CJBC Urges BC to Uphold Jesuit Values, Divest From Fossil Fuels During Protest

Vice President of Climate Justice at Boston College (CJBC) Stephanie Robinson urged the University to divest from fossil fuels during CJBC’s “Rights on the Heights” protest, saying BC not only ignores its students’ calls for divestment but also the pope’s.

“They don’t listen to students,” Robinson, MCAS ’23, said while addressing the crowd. “They don’t listen to faculty. It’s like the only thing they listen to is money.”

Members of CJBC and a crowd of students gathered at the entrance of O’Neill Library for the protest as rain plummeted down on Tuesday night. Robinson addressed the crowd before inviting attendees to speak and share their thoughts on divestment at BC.

Attendee H Edwards said if BC really cared about its students, it would divest. 

“Boston College doesn’t realize that they’re so worried about their brand name, but by not divesting and by not caring about the climate, they are damaging that,” Edwards, MCAS ’26, said. “With fellow students, with people who could possibly donate, and so if they really want to take that monetary route, they should really listen to the climate justice group here.” 

Nickolas Constantino, a CJBC member, said BC has a lot of room for improvement. BC demands a lot out of its students, yet it does a poor job of taking care of them, Constantino said.

“From struggling to provide resources for queer students or struggling to take care of the environment,” Constantino, MCAS ’23, said. “Or trying to get the motivation to take care of the environment. But they can do the landscaping pretty damn well.” 

Constantino is finishing off his senior year, so he said learning how to advocate to create change on campus with his remaining time at BC is stressful.

“It’s just another layer of stress on top of the things we already have to worry about,” Constantino said to the crowd. “The economy’s going down the drain.
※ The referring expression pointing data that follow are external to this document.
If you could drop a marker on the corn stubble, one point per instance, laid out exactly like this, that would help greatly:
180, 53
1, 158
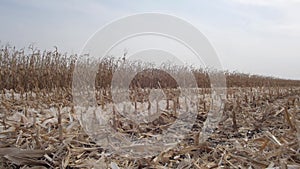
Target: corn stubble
259, 127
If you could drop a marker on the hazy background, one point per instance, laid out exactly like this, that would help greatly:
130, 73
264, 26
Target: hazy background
250, 36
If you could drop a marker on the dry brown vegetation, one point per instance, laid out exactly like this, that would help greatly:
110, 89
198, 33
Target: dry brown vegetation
38, 126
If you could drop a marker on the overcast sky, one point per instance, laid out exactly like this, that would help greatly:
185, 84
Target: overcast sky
250, 36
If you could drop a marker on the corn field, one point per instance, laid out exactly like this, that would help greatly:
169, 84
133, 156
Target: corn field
259, 128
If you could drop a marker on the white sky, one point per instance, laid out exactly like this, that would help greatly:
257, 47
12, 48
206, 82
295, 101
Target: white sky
250, 36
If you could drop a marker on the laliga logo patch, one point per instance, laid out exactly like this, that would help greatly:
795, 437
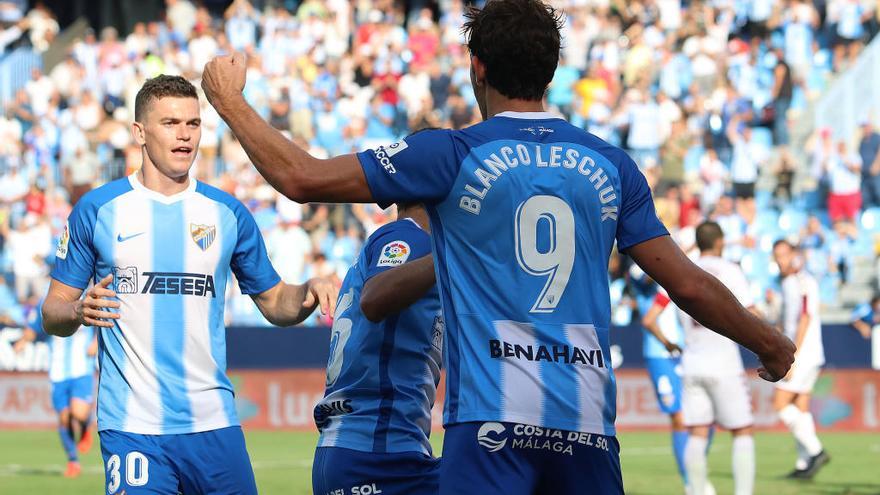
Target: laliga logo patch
394, 254
203, 235
63, 241
491, 444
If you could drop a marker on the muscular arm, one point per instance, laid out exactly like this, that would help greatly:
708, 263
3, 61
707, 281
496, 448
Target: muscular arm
288, 168
285, 305
709, 302
394, 290
64, 311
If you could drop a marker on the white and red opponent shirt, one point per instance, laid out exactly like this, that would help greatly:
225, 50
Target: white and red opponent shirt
800, 296
707, 353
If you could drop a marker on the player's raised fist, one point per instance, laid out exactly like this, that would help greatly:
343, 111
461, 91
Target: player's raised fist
778, 359
223, 79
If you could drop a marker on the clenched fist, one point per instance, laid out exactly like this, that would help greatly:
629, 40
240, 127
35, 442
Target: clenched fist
223, 79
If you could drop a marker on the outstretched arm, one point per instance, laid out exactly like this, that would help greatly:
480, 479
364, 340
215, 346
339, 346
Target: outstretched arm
288, 168
709, 302
285, 305
64, 311
394, 290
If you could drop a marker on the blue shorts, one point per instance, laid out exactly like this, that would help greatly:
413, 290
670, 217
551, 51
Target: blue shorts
208, 462
666, 377
514, 459
339, 471
64, 391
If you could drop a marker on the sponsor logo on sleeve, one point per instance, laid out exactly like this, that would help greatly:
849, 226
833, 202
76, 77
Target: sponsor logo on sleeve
63, 241
394, 254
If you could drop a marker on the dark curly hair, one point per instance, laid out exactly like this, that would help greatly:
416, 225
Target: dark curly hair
160, 87
518, 41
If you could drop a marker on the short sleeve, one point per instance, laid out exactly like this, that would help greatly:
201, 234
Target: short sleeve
394, 247
75, 254
638, 220
864, 313
661, 299
250, 262
420, 168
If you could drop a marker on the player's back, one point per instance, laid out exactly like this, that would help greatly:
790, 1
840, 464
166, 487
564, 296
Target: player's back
707, 353
525, 209
163, 364
382, 377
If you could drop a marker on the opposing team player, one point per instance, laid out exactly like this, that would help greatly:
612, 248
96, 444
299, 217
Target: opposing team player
384, 368
716, 388
661, 347
525, 209
72, 375
801, 324
160, 246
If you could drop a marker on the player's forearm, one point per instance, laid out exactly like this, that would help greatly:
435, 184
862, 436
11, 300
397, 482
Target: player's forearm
394, 290
60, 317
282, 163
715, 307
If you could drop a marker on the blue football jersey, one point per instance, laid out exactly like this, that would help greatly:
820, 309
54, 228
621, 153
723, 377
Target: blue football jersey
163, 364
525, 209
68, 356
382, 377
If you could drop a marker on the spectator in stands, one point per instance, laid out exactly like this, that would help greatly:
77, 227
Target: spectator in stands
866, 316
844, 171
30, 243
840, 257
869, 152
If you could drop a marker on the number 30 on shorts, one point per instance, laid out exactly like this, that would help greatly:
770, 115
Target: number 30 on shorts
137, 471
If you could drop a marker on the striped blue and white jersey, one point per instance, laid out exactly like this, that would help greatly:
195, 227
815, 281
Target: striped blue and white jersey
68, 356
163, 364
382, 377
525, 209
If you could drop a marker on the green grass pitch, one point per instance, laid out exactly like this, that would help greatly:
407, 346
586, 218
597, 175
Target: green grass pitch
32, 462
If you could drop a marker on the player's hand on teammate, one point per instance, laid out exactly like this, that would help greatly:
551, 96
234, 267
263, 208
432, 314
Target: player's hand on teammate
324, 292
95, 309
224, 78
778, 359
673, 348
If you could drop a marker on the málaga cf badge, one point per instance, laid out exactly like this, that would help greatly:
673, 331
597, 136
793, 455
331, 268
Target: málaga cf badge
203, 235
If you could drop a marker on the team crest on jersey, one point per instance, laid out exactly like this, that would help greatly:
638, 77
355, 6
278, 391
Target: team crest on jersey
125, 279
63, 241
394, 254
203, 235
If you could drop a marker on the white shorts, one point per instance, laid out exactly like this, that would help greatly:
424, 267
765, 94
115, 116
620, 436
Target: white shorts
721, 400
802, 379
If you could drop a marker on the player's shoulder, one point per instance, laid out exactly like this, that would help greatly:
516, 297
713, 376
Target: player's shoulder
220, 196
403, 226
93, 200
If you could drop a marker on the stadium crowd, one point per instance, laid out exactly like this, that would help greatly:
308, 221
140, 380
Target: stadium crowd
703, 94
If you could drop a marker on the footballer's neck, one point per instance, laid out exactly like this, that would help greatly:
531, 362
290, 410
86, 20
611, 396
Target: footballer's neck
497, 103
153, 179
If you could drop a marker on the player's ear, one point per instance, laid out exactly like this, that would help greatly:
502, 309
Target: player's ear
137, 132
478, 71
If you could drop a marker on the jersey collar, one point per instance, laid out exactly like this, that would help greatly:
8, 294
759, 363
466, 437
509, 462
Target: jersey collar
137, 186
527, 115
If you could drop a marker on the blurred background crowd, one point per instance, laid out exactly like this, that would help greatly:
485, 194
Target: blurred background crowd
707, 96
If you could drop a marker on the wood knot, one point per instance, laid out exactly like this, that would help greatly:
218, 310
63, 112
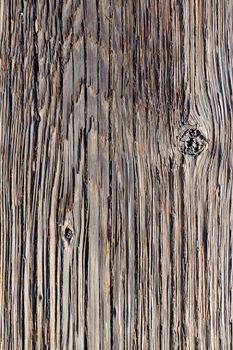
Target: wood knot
191, 141
68, 234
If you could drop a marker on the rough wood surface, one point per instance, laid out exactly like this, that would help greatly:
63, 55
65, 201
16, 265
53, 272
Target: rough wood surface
116, 174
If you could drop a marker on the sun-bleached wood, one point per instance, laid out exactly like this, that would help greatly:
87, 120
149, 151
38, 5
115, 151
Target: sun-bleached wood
116, 174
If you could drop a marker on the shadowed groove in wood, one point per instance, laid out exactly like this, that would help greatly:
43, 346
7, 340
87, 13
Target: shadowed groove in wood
116, 174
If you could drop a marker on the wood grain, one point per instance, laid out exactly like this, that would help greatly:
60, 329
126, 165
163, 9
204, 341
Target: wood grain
116, 174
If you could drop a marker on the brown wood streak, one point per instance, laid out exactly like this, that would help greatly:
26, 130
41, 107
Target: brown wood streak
110, 237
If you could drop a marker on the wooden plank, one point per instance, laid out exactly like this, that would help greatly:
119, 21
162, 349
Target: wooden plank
116, 174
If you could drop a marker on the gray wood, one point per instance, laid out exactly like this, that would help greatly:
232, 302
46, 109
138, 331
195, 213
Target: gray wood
116, 174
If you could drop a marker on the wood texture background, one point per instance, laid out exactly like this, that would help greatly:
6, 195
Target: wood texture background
110, 237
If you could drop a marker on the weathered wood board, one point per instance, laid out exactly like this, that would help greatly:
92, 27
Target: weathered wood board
116, 174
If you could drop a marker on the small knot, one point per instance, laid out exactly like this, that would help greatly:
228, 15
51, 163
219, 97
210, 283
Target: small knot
68, 234
191, 141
I’m gonna have a hard time finding a job … and to have to deal with these kinds of things on top of learning how to take care of the environment. It’s just a lot.” 

Another CJBC member, Emily Ternynck said it is frustrating to be told by professors that this generation needs to fix climate change, but then not have any support from BC’s administration. 

“It’s just kind of absurd that we’re getting told, you know, ‘You’re gonna learn all these things in your classes and it’s up to you to change the world,’” Ternynck, MCAS ’25, said to the group. “When BC could do so much just by divesting. There’s so much power in these people’s hands right now.” 

Robinson hoisted up a sign at the end of the protest that read, “An institution that does not live its values does not have values.” 

“Now, I know all of you guys stand for the important values that we want to see replicated here and in the world,” Robinson said. “And the only way that we’re going to make them a reality is if we work for it, and that can be exhausting. But that’s why we have all of us to lean on each other when we need to.”